It is important that we recognise that when we talk about a Corrosion Resistant Alloy (CRA) we are referring to a specific metal or alloy that is resistant to a specific corrosion mechanism or mechanisms. For example, in Upstream operations, for some applications,316L stainless steel is increasingly used for its resistance to carbon dioxide (CO2) corrosion, and can be considered a CRA for this threat. However, this alloy is vulnerable to corrosion in oxygenated sea water and so is not a good material for this environment. So before selecting a corrosion resistant material, in additional to many other parameters, it is very important we define the corrosion mechanism or mechanisms that it needs to resist – on both the internal and external surfaces of the equipment.As in the example above many CRA’s are stainless steels, and historically the term “stainless steel” was used generically to indicate corrosion resistant metals. The term CRA emerged when alloys that do not have iron (Fe) as their majority element started to be used, e.g. nickel and titanium based alloys.

For our colleagues who are not M&C engineers, the term CRA can be misleading because there is no metal or alloy that is immune to every corrosion environment. To make this point I have sometimes joked that CRA should mean “Can Rust Actually”. A key role of M&C engineers is to educate colleagues on the limits of CRA’s in particular environments.
A further consideration when selecting a CRA is that we do not eliminate one corrosion mechanism only for it to be replaced by another. For example many stainless steels are resistant to CO2 corrosion but vulnerable to cracking mechanisms (e.g. Chloride Stress Corrosion Cracking (SCC), Sulphide Stress Cracking (SSC)). In some cases it may be preferable to have a corrosion mechanism where the metal loss can be safely monitored with inspection versus a cracking mechanism which can occur suddenly and without any warning.

Other considerations when considering CRA’s are:

Cost: CRA’s are more expensive than carbon steels and so this needs to be factored into the economics of a project. This is known as “whole life costing” and includes procurement, construction, operation, and decommissioning costs. Typically, CRA’s become more attractive as the required lifetime of a project increases.

Welding: CRA’s require extra care when welding compared to carbon steels which adds to the cost of construction. It also requires welders who are more highly qualified and so another consideration is, will these welders and quality control personnel be available locally at the project site.
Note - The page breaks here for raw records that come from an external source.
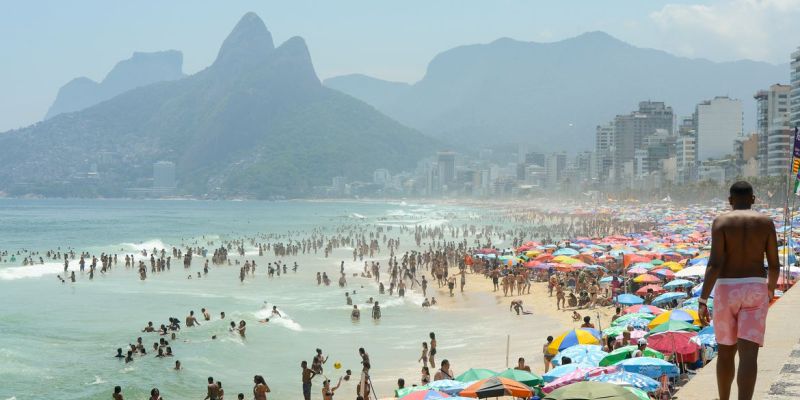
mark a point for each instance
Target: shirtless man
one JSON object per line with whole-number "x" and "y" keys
{"x": 213, "y": 390}
{"x": 191, "y": 320}
{"x": 739, "y": 241}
This is often related to where in the world the project is located.

Galvanic Corrosion: Since CRA’s are more resistant to corrosion than carbon steel, problems can occur when they are joined to carbon steel or other more corrosive materials. The CRA can act as a cathode which promotes corrosion of the other metal. Incorrectly specified weld material is especially vulnerable to this, resulting in Preferential Weld Corrosion.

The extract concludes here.